M. Floris1, A. D'Alpaos1, C. Squarzoni1, R. Genevois1, and M. Marani2 M. Floris et al.
  • 1Department of Geosciences, University of Padova, Padova, Italy
  • 2Department IMAGE, University of Padova, Padova, Italy

Abstract. In this paper, we examine variations in climate characteristics near the area of Cortina d'Ampezzo (Dolomites, Eastern Italian Alps), with particular reference to the possible implications for debris-flow occurrence. The study area is prone to debris-flow release in response to summer high-intensity short-duration rainfalls and, therefore, it is of the utmost importance to investigate the potential increase in debris-flow triggering rainfall events. The critical rainfall threshold is agreed to be a crucial triggering factor for debris-flows. Data from a monitoring system, placed in a catchment near Cortina (Acquabona), show that debris-flows were triggered by rainfalls with peak rainfall intensities ranging from 4.9 to 17.4 mm/10 min.

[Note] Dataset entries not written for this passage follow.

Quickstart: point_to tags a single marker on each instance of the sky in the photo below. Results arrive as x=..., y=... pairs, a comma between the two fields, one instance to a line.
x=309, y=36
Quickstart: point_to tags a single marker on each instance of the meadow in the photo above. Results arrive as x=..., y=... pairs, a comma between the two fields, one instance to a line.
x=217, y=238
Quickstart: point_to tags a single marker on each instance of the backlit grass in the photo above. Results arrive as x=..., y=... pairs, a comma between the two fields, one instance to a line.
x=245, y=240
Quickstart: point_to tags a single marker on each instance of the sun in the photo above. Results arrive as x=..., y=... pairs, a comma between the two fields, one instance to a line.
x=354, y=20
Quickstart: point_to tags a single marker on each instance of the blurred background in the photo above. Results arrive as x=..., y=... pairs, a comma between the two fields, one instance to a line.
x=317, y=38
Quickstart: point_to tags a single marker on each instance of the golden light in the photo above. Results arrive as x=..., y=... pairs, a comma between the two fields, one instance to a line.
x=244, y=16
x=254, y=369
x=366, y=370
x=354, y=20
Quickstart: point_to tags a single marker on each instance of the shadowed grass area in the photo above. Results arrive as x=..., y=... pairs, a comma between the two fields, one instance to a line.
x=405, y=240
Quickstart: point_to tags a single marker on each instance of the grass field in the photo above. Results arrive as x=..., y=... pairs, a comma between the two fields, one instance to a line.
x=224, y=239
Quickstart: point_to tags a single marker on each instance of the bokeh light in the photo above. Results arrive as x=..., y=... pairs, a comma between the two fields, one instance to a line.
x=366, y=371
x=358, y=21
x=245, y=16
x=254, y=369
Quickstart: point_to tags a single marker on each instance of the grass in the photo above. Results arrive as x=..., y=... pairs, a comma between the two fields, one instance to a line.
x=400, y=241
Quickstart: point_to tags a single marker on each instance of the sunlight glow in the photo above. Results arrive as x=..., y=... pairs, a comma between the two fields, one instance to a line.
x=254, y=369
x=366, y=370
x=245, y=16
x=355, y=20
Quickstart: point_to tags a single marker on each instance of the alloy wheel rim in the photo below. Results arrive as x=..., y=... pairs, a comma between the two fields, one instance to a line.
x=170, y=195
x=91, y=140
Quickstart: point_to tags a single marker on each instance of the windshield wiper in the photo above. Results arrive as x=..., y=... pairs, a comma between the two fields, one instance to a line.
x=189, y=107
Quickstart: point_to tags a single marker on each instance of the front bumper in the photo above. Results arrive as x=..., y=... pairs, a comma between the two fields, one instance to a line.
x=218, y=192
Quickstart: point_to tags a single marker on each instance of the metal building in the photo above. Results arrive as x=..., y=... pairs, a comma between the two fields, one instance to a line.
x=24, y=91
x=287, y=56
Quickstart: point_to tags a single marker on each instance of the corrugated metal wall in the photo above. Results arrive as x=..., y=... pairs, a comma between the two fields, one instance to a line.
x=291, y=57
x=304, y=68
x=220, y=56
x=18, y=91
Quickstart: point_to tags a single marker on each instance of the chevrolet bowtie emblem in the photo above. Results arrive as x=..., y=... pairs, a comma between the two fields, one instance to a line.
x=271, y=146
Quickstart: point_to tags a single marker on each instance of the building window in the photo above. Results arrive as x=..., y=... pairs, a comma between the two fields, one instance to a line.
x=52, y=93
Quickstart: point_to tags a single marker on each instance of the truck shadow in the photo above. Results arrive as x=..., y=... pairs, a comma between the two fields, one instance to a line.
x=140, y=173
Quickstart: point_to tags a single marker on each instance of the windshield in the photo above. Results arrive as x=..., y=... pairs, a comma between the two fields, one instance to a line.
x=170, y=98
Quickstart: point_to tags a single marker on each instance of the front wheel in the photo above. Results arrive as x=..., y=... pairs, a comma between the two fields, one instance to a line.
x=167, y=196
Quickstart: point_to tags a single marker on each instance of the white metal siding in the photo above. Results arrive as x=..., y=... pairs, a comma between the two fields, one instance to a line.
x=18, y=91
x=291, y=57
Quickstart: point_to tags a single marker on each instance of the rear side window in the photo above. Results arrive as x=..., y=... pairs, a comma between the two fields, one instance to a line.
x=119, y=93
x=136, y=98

The analyses of meteorological data, collected from 1921 to 1994 at several stations in the study area, show a negative trend of annual rainfall, a considerable variation in the monthly rainfall distribution, and an increase in the temperature range, possibly related to global climate changes. Moreover, high-intensity and short-duration rainfall events, derived from data collected from 1990 and 2008, show an increase in exceptional rainfall events. The results obtained in a peak-over-threshold framework, applied to the rainfall data measured at the Faloria rain gauge station from 1990 to 2008, clearly show that the interarrival time of over-threshold events computed for different threshold values decreased in the last decade. This suggests that local climatic changes might produce an increase in the frequency of rainfall events, potentially triggering debris flows in the study area.